“Exolinger” è la reazione di un artista dinanzi al disagio causato da un mondo in cui le tensioni sociali e politiche hanno ormai fatto il paio con il dramma di una pandemia senza precedenti. L’appiglio fortemente cercato nel buio di una condizione esistenziale sull’orlo del baratro.
Armata di un violino, di qualche effetto elettronico, della sua voce e di parole distillate ora con estatico stupore, ora con rabbia latente, la californiana Sarah Bernstein (ma da qualche anno newyorkese d’adozione) condensa in “Exolinger” una serie di improvvisazioni tanto ostiche quanto evocative, che coprono un raggio d’azione che va dal camerismo para-sinfonico di “Carry This” (con violenti bordoni di violino distorto e demoniache invocazioni) alla litania riepilogativa di “Whirling Statue”.

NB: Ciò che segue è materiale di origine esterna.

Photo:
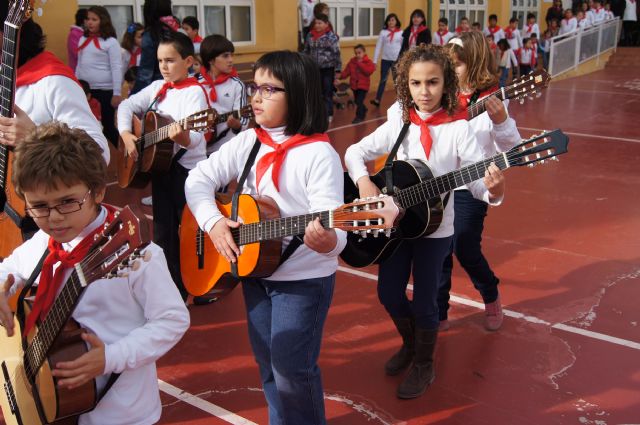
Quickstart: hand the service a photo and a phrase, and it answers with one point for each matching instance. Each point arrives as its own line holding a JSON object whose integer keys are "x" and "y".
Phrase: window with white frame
{"x": 521, "y": 8}
{"x": 454, "y": 10}
{"x": 235, "y": 19}
{"x": 353, "y": 19}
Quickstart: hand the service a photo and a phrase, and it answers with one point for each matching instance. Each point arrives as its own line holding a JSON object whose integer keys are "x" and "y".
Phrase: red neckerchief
{"x": 221, "y": 78}
{"x": 392, "y": 33}
{"x": 50, "y": 283}
{"x": 317, "y": 34}
{"x": 413, "y": 37}
{"x": 279, "y": 153}
{"x": 442, "y": 34}
{"x": 43, "y": 65}
{"x": 91, "y": 38}
{"x": 187, "y": 82}
{"x": 133, "y": 60}
{"x": 440, "y": 117}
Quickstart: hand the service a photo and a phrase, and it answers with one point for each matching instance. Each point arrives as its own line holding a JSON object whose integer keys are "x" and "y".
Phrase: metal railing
{"x": 567, "y": 51}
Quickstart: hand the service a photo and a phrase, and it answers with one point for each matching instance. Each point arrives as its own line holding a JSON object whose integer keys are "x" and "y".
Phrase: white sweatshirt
{"x": 177, "y": 104}
{"x": 454, "y": 146}
{"x": 388, "y": 48}
{"x": 101, "y": 68}
{"x": 139, "y": 318}
{"x": 311, "y": 180}
{"x": 58, "y": 98}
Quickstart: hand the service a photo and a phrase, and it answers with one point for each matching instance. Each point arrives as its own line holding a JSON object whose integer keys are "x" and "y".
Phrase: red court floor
{"x": 566, "y": 247}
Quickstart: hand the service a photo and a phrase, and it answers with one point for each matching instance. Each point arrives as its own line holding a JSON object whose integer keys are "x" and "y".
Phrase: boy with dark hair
{"x": 191, "y": 26}
{"x": 177, "y": 96}
{"x": 129, "y": 322}
{"x": 226, "y": 91}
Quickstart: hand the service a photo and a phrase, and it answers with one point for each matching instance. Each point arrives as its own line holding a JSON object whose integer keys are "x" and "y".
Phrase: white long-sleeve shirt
{"x": 230, "y": 96}
{"x": 101, "y": 68}
{"x": 139, "y": 318}
{"x": 389, "y": 49}
{"x": 454, "y": 146}
{"x": 59, "y": 98}
{"x": 177, "y": 104}
{"x": 311, "y": 180}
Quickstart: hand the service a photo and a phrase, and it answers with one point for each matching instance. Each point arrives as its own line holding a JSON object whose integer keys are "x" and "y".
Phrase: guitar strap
{"x": 388, "y": 165}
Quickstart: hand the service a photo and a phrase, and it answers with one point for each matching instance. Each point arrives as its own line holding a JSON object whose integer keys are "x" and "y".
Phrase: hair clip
{"x": 457, "y": 41}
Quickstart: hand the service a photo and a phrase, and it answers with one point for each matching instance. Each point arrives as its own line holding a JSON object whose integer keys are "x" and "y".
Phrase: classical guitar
{"x": 259, "y": 237}
{"x": 155, "y": 149}
{"x": 30, "y": 395}
{"x": 15, "y": 226}
{"x": 418, "y": 194}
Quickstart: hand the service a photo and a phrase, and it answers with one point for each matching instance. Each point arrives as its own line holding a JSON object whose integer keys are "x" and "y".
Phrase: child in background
{"x": 463, "y": 26}
{"x": 100, "y": 64}
{"x": 494, "y": 29}
{"x": 177, "y": 96}
{"x": 297, "y": 167}
{"x": 531, "y": 27}
{"x": 128, "y": 322}
{"x": 569, "y": 23}
{"x": 75, "y": 33}
{"x": 512, "y": 34}
{"x": 358, "y": 70}
{"x": 93, "y": 103}
{"x": 131, "y": 46}
{"x": 191, "y": 26}
{"x": 442, "y": 36}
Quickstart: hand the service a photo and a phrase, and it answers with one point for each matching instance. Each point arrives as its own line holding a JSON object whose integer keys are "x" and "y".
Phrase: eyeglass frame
{"x": 29, "y": 211}
{"x": 261, "y": 89}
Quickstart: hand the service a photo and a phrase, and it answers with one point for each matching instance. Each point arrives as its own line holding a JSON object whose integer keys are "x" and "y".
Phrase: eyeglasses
{"x": 265, "y": 90}
{"x": 64, "y": 208}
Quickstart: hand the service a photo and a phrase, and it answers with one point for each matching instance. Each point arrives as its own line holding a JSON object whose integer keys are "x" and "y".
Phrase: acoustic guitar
{"x": 15, "y": 226}
{"x": 30, "y": 394}
{"x": 259, "y": 237}
{"x": 418, "y": 194}
{"x": 155, "y": 149}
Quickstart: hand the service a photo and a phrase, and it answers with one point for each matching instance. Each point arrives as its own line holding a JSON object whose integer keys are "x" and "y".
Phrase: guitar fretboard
{"x": 436, "y": 186}
{"x": 278, "y": 228}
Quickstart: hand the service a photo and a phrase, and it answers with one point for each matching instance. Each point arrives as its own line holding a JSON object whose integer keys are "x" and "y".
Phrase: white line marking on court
{"x": 595, "y": 136}
{"x": 203, "y": 405}
{"x": 516, "y": 315}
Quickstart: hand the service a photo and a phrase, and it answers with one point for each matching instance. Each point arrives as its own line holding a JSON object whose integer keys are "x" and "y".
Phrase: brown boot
{"x": 400, "y": 360}
{"x": 421, "y": 374}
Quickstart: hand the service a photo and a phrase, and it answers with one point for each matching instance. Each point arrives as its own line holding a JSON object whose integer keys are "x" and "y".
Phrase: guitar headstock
{"x": 19, "y": 11}
{"x": 538, "y": 149}
{"x": 202, "y": 120}
{"x": 368, "y": 215}
{"x": 528, "y": 85}
{"x": 118, "y": 247}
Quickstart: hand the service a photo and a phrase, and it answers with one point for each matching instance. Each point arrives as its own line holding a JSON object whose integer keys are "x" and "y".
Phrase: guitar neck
{"x": 47, "y": 332}
{"x": 7, "y": 87}
{"x": 436, "y": 186}
{"x": 479, "y": 107}
{"x": 278, "y": 228}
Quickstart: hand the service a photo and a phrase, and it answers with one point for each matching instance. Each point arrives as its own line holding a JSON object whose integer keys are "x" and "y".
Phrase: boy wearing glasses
{"x": 226, "y": 91}
{"x": 177, "y": 96}
{"x": 130, "y": 321}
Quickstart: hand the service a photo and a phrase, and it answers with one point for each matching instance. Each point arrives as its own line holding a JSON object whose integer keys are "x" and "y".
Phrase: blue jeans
{"x": 423, "y": 257}
{"x": 385, "y": 67}
{"x": 467, "y": 239}
{"x": 285, "y": 320}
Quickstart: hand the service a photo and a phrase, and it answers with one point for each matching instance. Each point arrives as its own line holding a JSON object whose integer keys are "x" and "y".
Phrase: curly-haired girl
{"x": 438, "y": 136}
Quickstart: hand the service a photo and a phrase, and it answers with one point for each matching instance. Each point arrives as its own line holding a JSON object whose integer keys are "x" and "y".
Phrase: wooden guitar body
{"x": 418, "y": 221}
{"x": 203, "y": 269}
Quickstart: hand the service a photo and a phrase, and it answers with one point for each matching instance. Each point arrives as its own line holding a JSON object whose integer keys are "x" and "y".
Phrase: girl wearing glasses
{"x": 297, "y": 167}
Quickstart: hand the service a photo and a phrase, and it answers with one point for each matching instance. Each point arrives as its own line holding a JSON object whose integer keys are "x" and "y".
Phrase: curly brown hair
{"x": 426, "y": 53}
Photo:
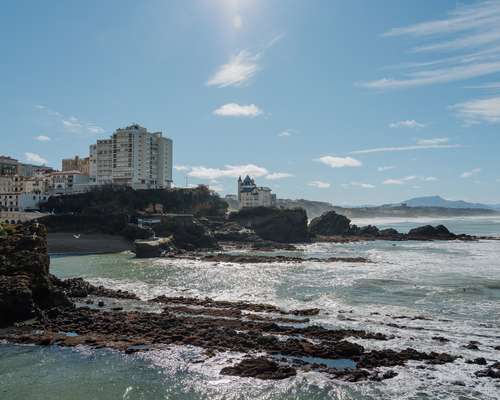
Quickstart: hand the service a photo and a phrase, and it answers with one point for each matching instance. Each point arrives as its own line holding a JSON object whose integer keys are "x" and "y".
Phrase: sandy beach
{"x": 95, "y": 243}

In mezzo, una serie di brani che proiettano il disco tra le vette del 2020: da “Ratiociantions” (che fa leva su tecniche minimaliste e su un’organizzazione puntillistica del suono per costruire un’atmosfera di grande impatto emotivo, con accumulazioni massimaliste a rappresentare il culmine di un percorso ascendente/discendente) a “Ghosts Become Crowds” (scosse telluriche di free-noise e ieratici vocalizzi, quasi una versione più asciutta di “Not Only A Break In The Clouds But A Permanent Clearing Of The Sky” dei Menace Ruine), passando per l’interludio carico di suspense di “Tree”, le trame percussive di “Through Havoc” e i miraggi trascendentali di “We Coast”.
Su tutto, svettano gli oltre quattordici minuti di “The Plot”, in cui lo spoken word della Bernstein e le stridule, metalliche evoluzioni del violino duellano in campo aperto, prima che l’archetto e le corde prendano il sopravvento, degenerando in vortice rumorista che nel finale si lancia in supersonico allungo.